君に花を贈る

「……あ、あの……私も、似たようなこと思ってるんですけど……その、初心者なので……お手柔らかにお願いします」
「お手柔らか……? とりあえず、さっきの写真送ってもらってもいい?」
「あ、はい」

 写真を送ったら、藤乃さんはスマホを見て、写真と同じ顔をして笑った。……もう、恥ずかしい。

「ところで、どうして今日はスーツなんですか?」
「これ? 今度、駅周辺の改修があるんだけど、緑地帯の整備を頼まれてね。メインは親父だけど、俺も手伝うから、一緒に打ち合わせに行ってたんだ」
「すごい」
「近いうちに使う花の相談を、瑞希と親父さんにしに行く予定だから、都合が合えば花音ちゃんも来てほしい。ほら、この間のバラ、評価良かったでしょ? ああいう華やかな花を置きたいって話になってさ」

 「だから」と、藤乃さんがニコッと笑った。
 ……さっきまでの甘い笑顔じゃなくて、ブーケがうまくできたときや、納品した花が気に入ったときの、あの職人の顔だ。

「“すごい”に花音ちゃんも入ってるんだよ。他人ごとじゃない。由紀さんは、俺たちが一番信頼してる農家さんの一つなんだから。楽しみにしてる」
「……がんばります」

 顔を引き締めて頷いた。
 こんなにかっこいい人と一緒にいるなら、私もちゃんとしなきゃ。

「よろしく。引き留めちゃってごめんね」
「いえ、こちらこそ。面倒なこと言ってすみませんでした」
「なんか言ったっけ?」
「……写真、撮りなおさせてほしいって」

 今さらだけど、ちょっとワガママで、子どもっぽかったな。
 密かに反省していたら、藤乃さんは、さっきまでとは違う、少し困ったような笑顔を見せた。

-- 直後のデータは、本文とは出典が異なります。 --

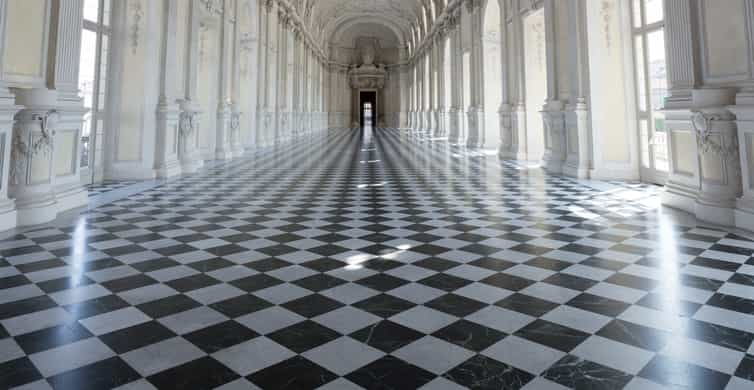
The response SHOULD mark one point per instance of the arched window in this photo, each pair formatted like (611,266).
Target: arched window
(95,42)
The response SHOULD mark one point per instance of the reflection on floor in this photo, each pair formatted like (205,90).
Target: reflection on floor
(360,259)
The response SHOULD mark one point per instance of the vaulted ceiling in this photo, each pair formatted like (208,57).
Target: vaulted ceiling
(331,19)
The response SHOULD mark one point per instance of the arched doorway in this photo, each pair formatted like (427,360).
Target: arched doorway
(535,78)
(493,73)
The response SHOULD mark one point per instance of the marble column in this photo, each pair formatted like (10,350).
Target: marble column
(683,183)
(282,66)
(553,114)
(442,104)
(719,162)
(8,110)
(458,112)
(191,111)
(167,163)
(744,112)
(236,113)
(262,108)
(506,149)
(270,74)
(296,93)
(223,117)
(432,103)
(63,60)
(32,172)
(476,120)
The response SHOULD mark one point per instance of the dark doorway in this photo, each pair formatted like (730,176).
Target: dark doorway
(368,108)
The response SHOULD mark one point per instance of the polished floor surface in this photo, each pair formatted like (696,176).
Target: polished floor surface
(377,260)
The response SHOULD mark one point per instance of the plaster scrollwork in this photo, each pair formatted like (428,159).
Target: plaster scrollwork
(710,141)
(235,121)
(188,123)
(213,7)
(606,12)
(22,151)
(137,14)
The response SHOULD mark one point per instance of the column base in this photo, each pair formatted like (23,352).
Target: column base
(575,171)
(744,215)
(37,212)
(72,198)
(169,170)
(191,166)
(679,197)
(8,215)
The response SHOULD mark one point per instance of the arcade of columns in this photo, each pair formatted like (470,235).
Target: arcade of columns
(197,80)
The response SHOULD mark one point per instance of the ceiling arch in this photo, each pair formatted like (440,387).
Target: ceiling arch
(346,29)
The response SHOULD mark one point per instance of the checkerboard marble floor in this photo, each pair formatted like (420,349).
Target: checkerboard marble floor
(377,260)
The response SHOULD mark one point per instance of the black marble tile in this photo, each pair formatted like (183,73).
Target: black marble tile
(508,282)
(571,281)
(210,265)
(455,305)
(319,282)
(52,337)
(470,335)
(632,334)
(382,282)
(436,264)
(731,302)
(303,336)
(445,282)
(527,304)
(598,304)
(25,306)
(106,374)
(155,264)
(168,306)
(128,283)
(220,336)
(18,372)
(313,305)
(193,282)
(390,373)
(201,374)
(294,373)
(719,335)
(552,335)
(256,282)
(745,370)
(384,305)
(577,373)
(681,375)
(484,373)
(240,305)
(137,336)
(267,265)
(387,336)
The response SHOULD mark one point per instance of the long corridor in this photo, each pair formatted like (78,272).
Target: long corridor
(377,260)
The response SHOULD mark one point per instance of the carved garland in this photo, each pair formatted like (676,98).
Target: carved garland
(138,14)
(707,144)
(188,123)
(21,151)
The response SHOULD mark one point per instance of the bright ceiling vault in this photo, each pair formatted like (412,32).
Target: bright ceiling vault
(329,18)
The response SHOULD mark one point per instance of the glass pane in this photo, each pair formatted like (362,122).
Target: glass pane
(91,10)
(644,143)
(103,73)
(658,79)
(87,68)
(636,13)
(641,78)
(106,13)
(653,11)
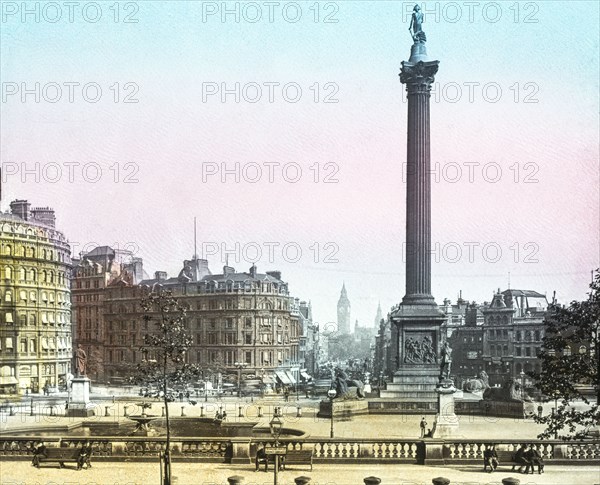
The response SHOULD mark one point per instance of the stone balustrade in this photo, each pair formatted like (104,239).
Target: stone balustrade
(242,450)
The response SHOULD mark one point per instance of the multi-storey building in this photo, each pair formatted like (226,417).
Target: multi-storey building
(92,273)
(344,325)
(239,322)
(501,338)
(35,303)
(308,346)
(513,333)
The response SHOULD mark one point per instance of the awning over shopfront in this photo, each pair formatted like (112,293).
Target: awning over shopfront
(305,376)
(268,379)
(8,380)
(283,377)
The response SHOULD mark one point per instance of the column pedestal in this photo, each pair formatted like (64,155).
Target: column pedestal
(80,405)
(446,421)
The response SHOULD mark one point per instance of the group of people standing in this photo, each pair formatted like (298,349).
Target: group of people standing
(527,457)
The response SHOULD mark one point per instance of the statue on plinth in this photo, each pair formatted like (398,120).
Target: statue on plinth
(416,23)
(80,361)
(347,388)
(445,361)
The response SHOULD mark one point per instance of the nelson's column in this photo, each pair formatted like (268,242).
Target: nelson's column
(417,319)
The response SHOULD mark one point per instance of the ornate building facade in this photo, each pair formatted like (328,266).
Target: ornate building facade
(505,342)
(35,302)
(238,321)
(92,274)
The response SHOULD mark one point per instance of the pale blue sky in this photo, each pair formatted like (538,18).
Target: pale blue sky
(170,133)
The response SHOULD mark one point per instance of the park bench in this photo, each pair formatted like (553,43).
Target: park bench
(298,457)
(62,456)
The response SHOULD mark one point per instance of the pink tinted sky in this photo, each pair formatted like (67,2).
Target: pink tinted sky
(547,230)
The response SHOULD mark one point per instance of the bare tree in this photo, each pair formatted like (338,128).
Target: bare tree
(164,351)
(570,364)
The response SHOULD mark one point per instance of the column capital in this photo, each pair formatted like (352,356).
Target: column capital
(419,76)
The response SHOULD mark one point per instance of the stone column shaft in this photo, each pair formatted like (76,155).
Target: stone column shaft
(418,79)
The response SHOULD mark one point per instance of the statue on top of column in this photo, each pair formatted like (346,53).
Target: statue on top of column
(415,24)
(80,361)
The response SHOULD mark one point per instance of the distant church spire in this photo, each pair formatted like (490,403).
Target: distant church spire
(344,326)
(378,316)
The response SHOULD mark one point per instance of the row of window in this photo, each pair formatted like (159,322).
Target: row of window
(87,298)
(31,275)
(212,304)
(87,284)
(30,345)
(45,318)
(214,357)
(30,252)
(32,296)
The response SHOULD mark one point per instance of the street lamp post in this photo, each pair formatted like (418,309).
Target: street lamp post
(240,366)
(522,374)
(276,426)
(331,395)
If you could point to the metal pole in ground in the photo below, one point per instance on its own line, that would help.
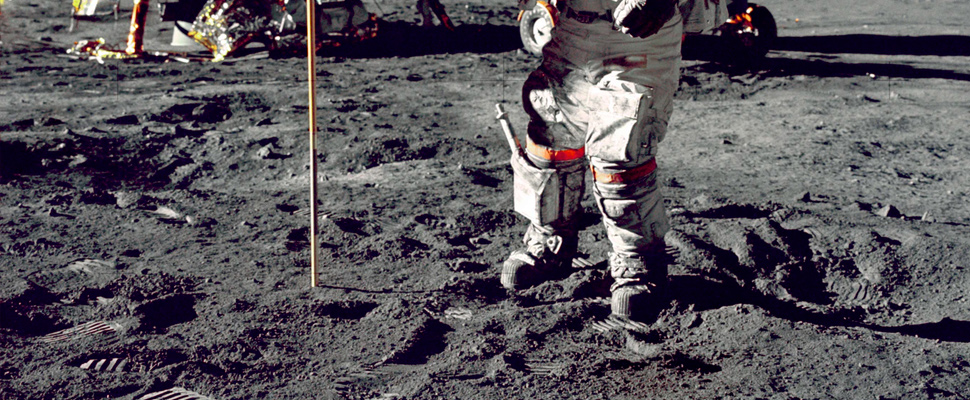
(311, 46)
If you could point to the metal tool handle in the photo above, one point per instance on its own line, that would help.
(503, 118)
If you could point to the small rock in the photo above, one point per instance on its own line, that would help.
(124, 120)
(265, 152)
(128, 199)
(889, 211)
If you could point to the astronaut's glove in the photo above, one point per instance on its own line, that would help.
(526, 5)
(642, 18)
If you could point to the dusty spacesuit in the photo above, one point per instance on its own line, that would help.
(602, 96)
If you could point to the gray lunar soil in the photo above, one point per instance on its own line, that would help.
(154, 218)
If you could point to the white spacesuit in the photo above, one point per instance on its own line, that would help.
(602, 98)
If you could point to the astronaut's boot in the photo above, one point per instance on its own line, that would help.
(546, 256)
(639, 288)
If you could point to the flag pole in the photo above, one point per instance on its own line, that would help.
(311, 45)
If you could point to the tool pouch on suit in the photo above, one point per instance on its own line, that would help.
(547, 196)
(623, 124)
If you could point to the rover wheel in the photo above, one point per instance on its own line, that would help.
(535, 27)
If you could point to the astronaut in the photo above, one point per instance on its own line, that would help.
(601, 99)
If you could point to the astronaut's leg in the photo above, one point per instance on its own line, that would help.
(627, 122)
(548, 185)
(635, 221)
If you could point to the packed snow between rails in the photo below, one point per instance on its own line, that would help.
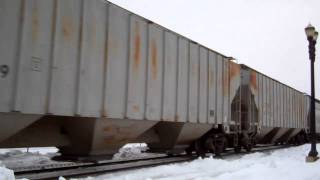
(284, 164)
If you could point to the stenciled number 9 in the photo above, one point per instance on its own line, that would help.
(4, 70)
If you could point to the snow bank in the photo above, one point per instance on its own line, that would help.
(131, 151)
(6, 174)
(23, 157)
(285, 164)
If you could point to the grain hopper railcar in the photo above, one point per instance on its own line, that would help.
(272, 112)
(87, 77)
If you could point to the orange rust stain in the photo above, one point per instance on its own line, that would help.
(137, 48)
(107, 129)
(154, 63)
(176, 118)
(226, 80)
(67, 27)
(234, 70)
(35, 23)
(253, 80)
(136, 108)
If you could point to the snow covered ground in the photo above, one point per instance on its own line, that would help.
(284, 164)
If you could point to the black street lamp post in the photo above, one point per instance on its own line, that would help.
(312, 35)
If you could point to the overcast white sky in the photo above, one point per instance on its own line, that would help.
(266, 35)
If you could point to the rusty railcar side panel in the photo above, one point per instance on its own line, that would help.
(65, 62)
(193, 82)
(170, 77)
(117, 56)
(33, 73)
(281, 106)
(183, 87)
(137, 68)
(155, 73)
(91, 58)
(203, 86)
(212, 94)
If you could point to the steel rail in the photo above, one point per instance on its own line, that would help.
(94, 168)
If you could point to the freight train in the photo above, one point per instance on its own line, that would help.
(88, 77)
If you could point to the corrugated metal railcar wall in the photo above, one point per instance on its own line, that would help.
(278, 104)
(93, 59)
(317, 117)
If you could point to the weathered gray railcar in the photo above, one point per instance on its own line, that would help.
(271, 111)
(88, 77)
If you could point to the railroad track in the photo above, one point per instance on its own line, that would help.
(74, 169)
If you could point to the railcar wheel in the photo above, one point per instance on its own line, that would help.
(237, 149)
(248, 147)
(189, 151)
(219, 148)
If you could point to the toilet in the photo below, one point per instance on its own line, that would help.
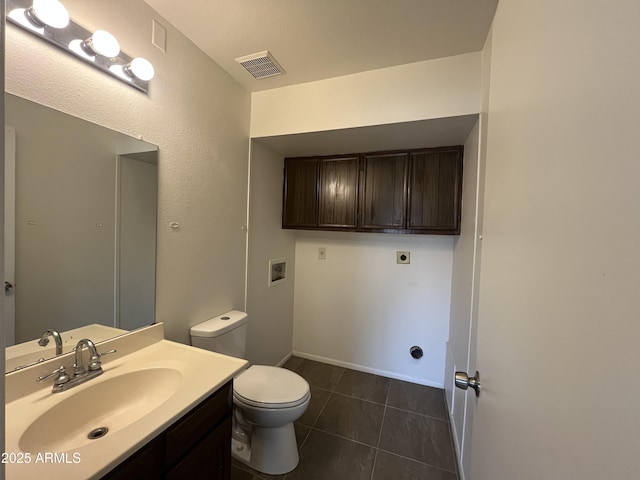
(267, 400)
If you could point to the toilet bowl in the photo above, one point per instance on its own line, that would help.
(267, 400)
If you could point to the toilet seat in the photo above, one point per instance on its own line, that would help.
(270, 387)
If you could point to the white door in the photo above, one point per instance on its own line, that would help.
(559, 314)
(464, 296)
(9, 235)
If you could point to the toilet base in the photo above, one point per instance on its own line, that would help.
(273, 451)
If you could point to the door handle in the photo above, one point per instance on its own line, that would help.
(464, 381)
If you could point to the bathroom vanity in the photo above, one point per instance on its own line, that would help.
(196, 446)
(166, 407)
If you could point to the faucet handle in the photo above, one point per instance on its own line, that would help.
(95, 363)
(60, 379)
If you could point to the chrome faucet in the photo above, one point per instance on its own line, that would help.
(44, 340)
(81, 373)
(95, 364)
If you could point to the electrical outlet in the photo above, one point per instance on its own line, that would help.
(403, 258)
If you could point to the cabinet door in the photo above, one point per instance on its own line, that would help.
(384, 194)
(300, 202)
(338, 193)
(435, 188)
(209, 460)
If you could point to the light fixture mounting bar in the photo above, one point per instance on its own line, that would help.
(66, 37)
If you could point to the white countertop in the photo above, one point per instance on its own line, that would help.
(201, 374)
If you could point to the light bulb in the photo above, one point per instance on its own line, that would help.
(102, 43)
(140, 68)
(48, 12)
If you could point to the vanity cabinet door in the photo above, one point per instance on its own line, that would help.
(207, 461)
(146, 463)
(300, 197)
(182, 436)
(384, 196)
(435, 190)
(338, 193)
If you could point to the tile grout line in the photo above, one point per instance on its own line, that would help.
(377, 448)
(420, 414)
(404, 457)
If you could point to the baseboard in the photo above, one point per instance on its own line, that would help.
(456, 446)
(284, 360)
(362, 368)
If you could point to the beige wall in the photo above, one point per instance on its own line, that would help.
(270, 309)
(445, 87)
(199, 118)
(558, 328)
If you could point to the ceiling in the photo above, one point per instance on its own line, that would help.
(319, 39)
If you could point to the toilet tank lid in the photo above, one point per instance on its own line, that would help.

「俺、ガサツだし、気が利かないし、他人の気持ちに疎くて嫌な思いさせちゃうから、そうやって言ってくれるほうが助かる。もう一枚写真撮れたし」

 なんて返せばいいか分からなくて、無言のまま車に乗り込んだ。
 藤乃さんが、ひらひらと手を振ってくれた。。
 エンジンをかけて、窓を開ける。

「また来ます」

 と言うと、藤乃さんが目を細くした。

「俺は花音ちゃんに我慢させたくないし、嫌な思いもさせたくない。だから、これからもちゃんと言ってね。大事にしたいんだ」
「……ありがとうございます……」

 ゆっくりと走り出す。
 手を振ってくれているのは分かってたけど、ミラーで確かめる余裕はなかった。
 スーツ姿で、少し切なそうな顔して、そんなプロポーズみたいなこと言わないでほしい。
 ……さすがに藤乃さんが、本気でそういうつもりじゃないのは分かってるけど! それにしたって破壊力が強すぎる!
 いつもより慎重に運転して、家に帰った。